Namun, masalah ini tidak terbatas hanya di Nevada. Pada saat yang sama, lembaga federal—terutama Komisi Perdagangan Berjangka Komoditas (CFTC)—berpendapat bahwa pasar semacam ini berada di bawah yurisdiksi federal dan telah mengambil langkah hukum terhadap intervensi tingkat negara bagian. Di beberapa negara bagian, pengadilan federal bahkan telah mengeluarkan keputusan sementara yang mendukung Kalshi, memblokir tindakan penegakan hukum oleh otoritas lokal. Situasi ini menyoroti konflik yurisdiksi yang langka dan signifikan antara regulator negara bagian dan federal di Amerika Serikat.
Di pihak Nevada, prosesnya menjadi semakin intens. Sidang banding terbaru menunjukkan bahwa hakim mungkin condong ke posisi negara bagian. Sementara itu, perpanjangan larangan sementara dan negosiasi yang sedang berlangsung untuk keputusan yang lebih luas menunjukkan bahwa kasus ini masih jauh dari penyelesaian.
Ketika digabungkan dengan tantangan serupa yang dihadapi Kalshi di negara bagian lain seperti Montana, Arizona, dan Washington, pertarungan hukum ini mengungkap gambaran yang jauh lebih besar. Ini menunjukkan gelombang regulasi yang semakin meningkat yang menargetkan pasar prediksi di seluruh Amerika Serikat. Pada saat yang sama, keputusan pengadilan yang bertentangan di berbagai yurisdiksi mengungkapkan lanskap hukum yang terfragmentasi dan tidak konsisten.
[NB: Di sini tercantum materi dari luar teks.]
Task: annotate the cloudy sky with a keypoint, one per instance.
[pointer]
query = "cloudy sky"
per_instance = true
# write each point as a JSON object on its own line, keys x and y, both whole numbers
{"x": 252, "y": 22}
Yang lebih penting, konflik ini melampaui sengketa hukum—ini adalah debat strategis tentang batasan inovasi keuangan. Pasar prediksi memiliki potensi untuk mendefinisikan ulang perilaku investor, manajemen risiko, dan bahkan aliran informasi. Karena alasan ini, kasus Kalshi bisa menjadi preseden untuk masa depan pasar cryptocurrency, derivatif, dan keuangan terdesentralisasi (DeFi).
Sebagai kesimpulan, perkembangan yang terungkap di bawah #KalshiFacesNevadaRegulatoryClash narasi menandai awal dari era baru dalam keuangan. Jika otoritas federal menang, pasar prediksi bisa berkembang pesat secara global. Jika negara bagian menegaskan kendali, sektor ini mungkin terbatas dalam kerangka lisensi dan regulasi yang ketat. Salah satu dari hasil ini akan membawa perubahan mendalam ke pasar.
Oleh karena itu, bentrokan antara Kalshi dan Nevada dipandang tidak hanya sebagai isu penentu saat ini, tetapi juga sebagai titik balik penting yang akan membentuk masa depan keuangan.